A grey “NA” band appears in this view because each per-actor sequence is NA-padded at the timesteps when the other actor was acting. The padding is a structural feature of the per-actor extraction. Removing it normalises the proportions over present states only:

sequence_plot_htna(net, type = "distribution", na = FALSE)

The NA-suppressed view is the appropriate display when the analytic question concerns the state mix of each actor; the default view is appropriate when the question concerns when each actor is silent.

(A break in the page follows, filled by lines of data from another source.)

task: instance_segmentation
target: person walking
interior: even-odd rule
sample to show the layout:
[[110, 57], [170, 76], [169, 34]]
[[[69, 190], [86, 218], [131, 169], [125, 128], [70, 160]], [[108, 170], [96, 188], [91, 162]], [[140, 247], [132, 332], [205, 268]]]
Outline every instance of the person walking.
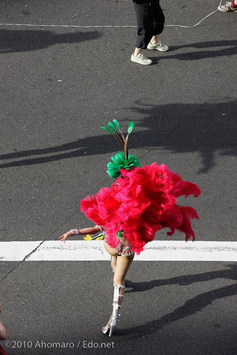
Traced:
[[162, 44], [158, 37], [163, 32], [165, 18], [159, 0], [133, 0], [137, 23], [135, 48], [131, 56], [132, 62], [149, 65], [152, 61], [142, 53], [148, 48], [165, 52], [169, 47]]
[[222, 12], [234, 12], [237, 11], [237, 0], [232, 2], [226, 1], [225, 5], [220, 5], [218, 9]]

Per-actor colouring (by = "group")

Per-actor colouring collapses the palette to one colour per actor, applied to the combined session matrix. Within-actor detail is lost in exchange for a clean turn-taking view: the colour at each cell identifies which actor was acting at that timestep.

Index layout

sequence_plot_htna(net, by = "group")

Sessions in which actors alternate frequently appear striped; sessions in which one actor dominates appear as solid blocks.

Heatmap layout

sequence_plot_htna(net, type = "heatmap", by = "group")

Per-actor faceting is unnecessary under group colouring because each cell carries actor identity through its colour. The single carpet layout emphasises macro-level patterns in actor balance and session length.

Distribution layout

sequence_plot_htna(net, type = "distribution", by = "group")

The combined session matrix is fully populated (every timestep has an active actor), so no NA band appears. The plot displays the proportion of sessions in which each actor was acting at each timestep — a turn-taking summary across the corpus.

Selection criteria

The six combinations address distinct analytic questions:

Analytic question Recommended view
Within-session ordering of codes per actor type type = "index", by = "state"
Corpus-level differences in session length and uniformity type = "heatmap", by = "state"
Evolution of state composition over session time, per actor type = "distribution", by = "state", na = FALSE
Turn-taking pattern within individual sessions type = "index", by = "group"
Macro-level actor balance and session length type = "heatmap", by = "group"
Corpus-level actor balance over session time type = "distribution", by = "group"

The default — sequence_plot_htna(net) — is a general-purpose diagnostic suitable for an initial inspection of any htna corpus.